Странствие Бальдасара - Маалуф Амин. Страница 58
И я ответил так, чтобы немного утешить его и при этом не скомпрометировать себя:
— Я убежден, что через три дня мы получим известия, которые успокоят вас и рассеют мрачные тучи.
Он воспринял мои слова как увертку и, вздыхая и обиженно раздувая ноздри, высказал соображение, которое показалось мне неуместным: «Я иногда задаюсь вопросом, сколько бы у меня осталось друзей, если бы я разорился…»
Тогда я возразил с таким же вздохом:
— Ты бы хотел, чтобы я молил Небеса предоставить мне случай доказать тебе мою благодарность?
Он не размышлял ни мгновения:
— Пожалуй, не стоит, — ответил он и закашлялся, словно извиняясь передо мной.

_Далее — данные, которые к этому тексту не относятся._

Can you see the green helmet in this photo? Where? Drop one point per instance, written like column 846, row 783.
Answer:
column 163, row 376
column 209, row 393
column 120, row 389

Потом он взял меня под руку и увлек в сад, где мы снова начали беседовать как друзья.
Но мое раздражение не утихло, и я спрашиваю себя, не пора ли мне подумать об отъезде. Но куда? В Смирну, если бы мои все еще были там? Нет, скорее в Джибле. Но только в Смирне я, может быть, сумел бы предпринять кое-что для Марты с помощью судейского секретаря Абделятифа. Я иногда думаю об этом, и мне в голову приходят разные мысли…
Наверное, я убаюкиваю себя иллюзиями. В глубине души я знаю, что спасать ее уже слишком поздно. Но не рано ли мне еще сдаваться?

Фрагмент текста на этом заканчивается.